Durante a visita, Santana ressaltou a importância de acompanhar a evolução do sistema educacional para que os ambientes escolares possam se adequar às necessidades dos estudantes. “Sempre tenho procurado, quando vou a um estado, visitar a rede básica de educação. Com os desafios do mundo atual, que anda com uma velocidade enorme por conta da tecnologia, é importante a gente ter um ambiente escolar que a criança ou o jovem tenha vontade de ir para a escola”.

Com os desafios do mundo atual, que anda com uma velocidade enorme por conta da tecnologia, é importante a gente ter um ambiente escolar que a criança ou o jovem tenha vontade de ir para a escola.” Camilo Santana, ministro da Educação.

Com mais de cinco décadas de história, a escola consolidou-se como referência em inovação, cidadania e compromisso com a qualidade da educação pública.
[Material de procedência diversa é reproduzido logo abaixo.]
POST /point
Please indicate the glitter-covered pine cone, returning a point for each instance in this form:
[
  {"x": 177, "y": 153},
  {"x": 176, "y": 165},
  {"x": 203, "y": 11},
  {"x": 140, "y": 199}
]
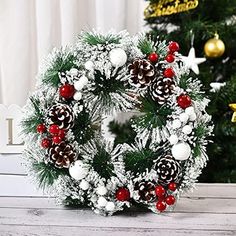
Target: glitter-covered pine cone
[
  {"x": 61, "y": 155},
  {"x": 142, "y": 72},
  {"x": 146, "y": 190},
  {"x": 161, "y": 88},
  {"x": 168, "y": 170},
  {"x": 61, "y": 115}
]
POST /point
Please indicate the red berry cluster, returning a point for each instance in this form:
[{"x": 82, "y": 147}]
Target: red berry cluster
[
  {"x": 122, "y": 194},
  {"x": 164, "y": 198},
  {"x": 184, "y": 101},
  {"x": 56, "y": 134},
  {"x": 67, "y": 91}
]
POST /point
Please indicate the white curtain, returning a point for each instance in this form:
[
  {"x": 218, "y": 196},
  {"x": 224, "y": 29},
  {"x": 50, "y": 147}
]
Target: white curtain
[{"x": 29, "y": 29}]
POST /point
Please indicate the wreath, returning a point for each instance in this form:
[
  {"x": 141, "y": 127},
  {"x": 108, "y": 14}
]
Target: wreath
[{"x": 106, "y": 74}]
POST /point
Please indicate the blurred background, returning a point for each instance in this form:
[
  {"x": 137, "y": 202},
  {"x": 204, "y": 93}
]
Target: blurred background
[{"x": 31, "y": 28}]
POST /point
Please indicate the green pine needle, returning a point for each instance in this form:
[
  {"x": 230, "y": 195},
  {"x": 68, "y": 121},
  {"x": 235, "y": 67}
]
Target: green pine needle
[{"x": 93, "y": 38}]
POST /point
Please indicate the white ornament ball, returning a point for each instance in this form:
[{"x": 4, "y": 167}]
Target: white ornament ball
[
  {"x": 101, "y": 190},
  {"x": 78, "y": 170},
  {"x": 118, "y": 57},
  {"x": 181, "y": 151},
  {"x": 173, "y": 139},
  {"x": 187, "y": 129},
  {"x": 176, "y": 124},
  {"x": 102, "y": 202},
  {"x": 189, "y": 110},
  {"x": 77, "y": 96},
  {"x": 89, "y": 65},
  {"x": 183, "y": 117},
  {"x": 84, "y": 185},
  {"x": 193, "y": 117},
  {"x": 73, "y": 71},
  {"x": 84, "y": 80},
  {"x": 110, "y": 206},
  {"x": 78, "y": 85}
]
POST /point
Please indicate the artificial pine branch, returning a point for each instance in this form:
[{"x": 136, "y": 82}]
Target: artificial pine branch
[{"x": 93, "y": 38}]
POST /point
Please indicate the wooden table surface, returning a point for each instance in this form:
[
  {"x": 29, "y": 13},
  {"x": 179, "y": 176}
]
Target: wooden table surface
[{"x": 209, "y": 210}]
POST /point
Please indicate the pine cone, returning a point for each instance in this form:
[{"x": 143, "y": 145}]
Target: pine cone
[
  {"x": 62, "y": 155},
  {"x": 161, "y": 88},
  {"x": 146, "y": 190},
  {"x": 142, "y": 73},
  {"x": 61, "y": 115},
  {"x": 168, "y": 169}
]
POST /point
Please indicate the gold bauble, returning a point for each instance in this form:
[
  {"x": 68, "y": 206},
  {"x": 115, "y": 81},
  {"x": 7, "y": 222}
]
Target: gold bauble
[{"x": 214, "y": 47}]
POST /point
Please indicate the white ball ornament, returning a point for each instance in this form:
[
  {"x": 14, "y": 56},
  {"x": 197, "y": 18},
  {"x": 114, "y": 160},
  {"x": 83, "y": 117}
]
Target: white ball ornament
[
  {"x": 102, "y": 202},
  {"x": 189, "y": 110},
  {"x": 176, "y": 124},
  {"x": 73, "y": 71},
  {"x": 110, "y": 206},
  {"x": 89, "y": 65},
  {"x": 183, "y": 117},
  {"x": 173, "y": 139},
  {"x": 84, "y": 185},
  {"x": 78, "y": 170},
  {"x": 181, "y": 151},
  {"x": 101, "y": 190},
  {"x": 118, "y": 57},
  {"x": 193, "y": 117},
  {"x": 187, "y": 129},
  {"x": 77, "y": 96}
]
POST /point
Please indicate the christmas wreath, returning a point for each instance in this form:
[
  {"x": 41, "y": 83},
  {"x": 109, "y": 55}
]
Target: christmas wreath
[{"x": 103, "y": 74}]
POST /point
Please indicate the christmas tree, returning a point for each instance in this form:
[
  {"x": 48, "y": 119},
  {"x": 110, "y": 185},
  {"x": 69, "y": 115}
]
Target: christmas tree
[{"x": 193, "y": 24}]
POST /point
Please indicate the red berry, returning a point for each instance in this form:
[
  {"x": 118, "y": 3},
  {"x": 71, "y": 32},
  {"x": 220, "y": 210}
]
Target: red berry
[
  {"x": 56, "y": 139},
  {"x": 46, "y": 143},
  {"x": 169, "y": 73},
  {"x": 41, "y": 128},
  {"x": 122, "y": 194},
  {"x": 54, "y": 129},
  {"x": 62, "y": 133},
  {"x": 170, "y": 200},
  {"x": 67, "y": 91},
  {"x": 184, "y": 101},
  {"x": 170, "y": 58},
  {"x": 174, "y": 47},
  {"x": 172, "y": 186},
  {"x": 160, "y": 191},
  {"x": 153, "y": 57},
  {"x": 161, "y": 206}
]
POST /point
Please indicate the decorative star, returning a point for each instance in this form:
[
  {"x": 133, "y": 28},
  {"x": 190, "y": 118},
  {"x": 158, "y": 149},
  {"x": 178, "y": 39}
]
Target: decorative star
[
  {"x": 233, "y": 107},
  {"x": 192, "y": 62}
]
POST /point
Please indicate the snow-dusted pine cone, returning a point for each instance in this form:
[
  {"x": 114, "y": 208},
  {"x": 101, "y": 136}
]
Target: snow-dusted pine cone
[
  {"x": 146, "y": 190},
  {"x": 62, "y": 154},
  {"x": 168, "y": 169},
  {"x": 161, "y": 88},
  {"x": 142, "y": 72},
  {"x": 61, "y": 115}
]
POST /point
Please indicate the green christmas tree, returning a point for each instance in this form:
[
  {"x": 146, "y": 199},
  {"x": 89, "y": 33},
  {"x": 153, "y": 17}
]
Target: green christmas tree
[{"x": 201, "y": 23}]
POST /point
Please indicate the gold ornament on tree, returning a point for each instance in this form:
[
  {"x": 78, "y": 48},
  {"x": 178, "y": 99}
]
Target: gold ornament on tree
[
  {"x": 233, "y": 107},
  {"x": 169, "y": 7},
  {"x": 214, "y": 47}
]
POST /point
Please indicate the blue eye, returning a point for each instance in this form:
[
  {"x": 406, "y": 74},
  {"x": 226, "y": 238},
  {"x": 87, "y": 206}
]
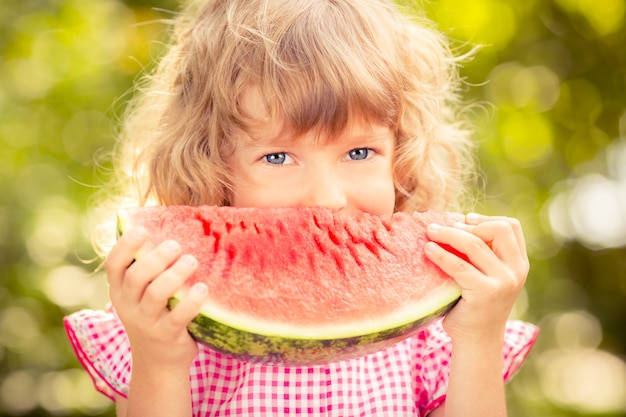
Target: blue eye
[
  {"x": 278, "y": 158},
  {"x": 358, "y": 154}
]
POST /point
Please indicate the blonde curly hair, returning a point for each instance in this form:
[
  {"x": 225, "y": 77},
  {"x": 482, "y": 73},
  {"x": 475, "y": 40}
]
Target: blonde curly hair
[{"x": 315, "y": 62}]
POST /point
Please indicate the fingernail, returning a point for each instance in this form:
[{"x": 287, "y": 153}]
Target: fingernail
[
  {"x": 137, "y": 232},
  {"x": 430, "y": 246},
  {"x": 472, "y": 217}
]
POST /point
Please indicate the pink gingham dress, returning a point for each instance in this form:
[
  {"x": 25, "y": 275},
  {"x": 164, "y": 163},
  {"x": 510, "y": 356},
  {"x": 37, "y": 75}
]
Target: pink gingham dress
[{"x": 407, "y": 379}]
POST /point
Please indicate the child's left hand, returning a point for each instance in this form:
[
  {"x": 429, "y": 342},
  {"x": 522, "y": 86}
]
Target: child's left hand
[{"x": 492, "y": 278}]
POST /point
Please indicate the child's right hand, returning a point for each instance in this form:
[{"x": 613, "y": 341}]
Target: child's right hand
[{"x": 139, "y": 291}]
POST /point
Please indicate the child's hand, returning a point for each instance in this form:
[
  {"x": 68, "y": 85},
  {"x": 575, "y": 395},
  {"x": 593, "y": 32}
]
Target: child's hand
[
  {"x": 139, "y": 291},
  {"x": 490, "y": 281}
]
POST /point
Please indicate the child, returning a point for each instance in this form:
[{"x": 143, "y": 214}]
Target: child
[{"x": 345, "y": 104}]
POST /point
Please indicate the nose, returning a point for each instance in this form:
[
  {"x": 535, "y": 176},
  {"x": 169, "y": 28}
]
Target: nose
[{"x": 326, "y": 189}]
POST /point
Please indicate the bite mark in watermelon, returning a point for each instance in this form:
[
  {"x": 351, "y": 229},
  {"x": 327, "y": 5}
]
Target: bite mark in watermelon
[{"x": 304, "y": 285}]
Os projetos desenvolvidos pela instituição revelam sua dedicação à formação integral. Destacam-se iniciativas como a preparação para o Exame Nacional do Ensino Médio (Enem) e para vestibulares; um projeto de robótica; um projeto de recuperação da aprendizagem em matemática; clubes de protagonismo estudantil; um coral; e outras atividades voltadas para a convivência, cultura e inovação tecnológica.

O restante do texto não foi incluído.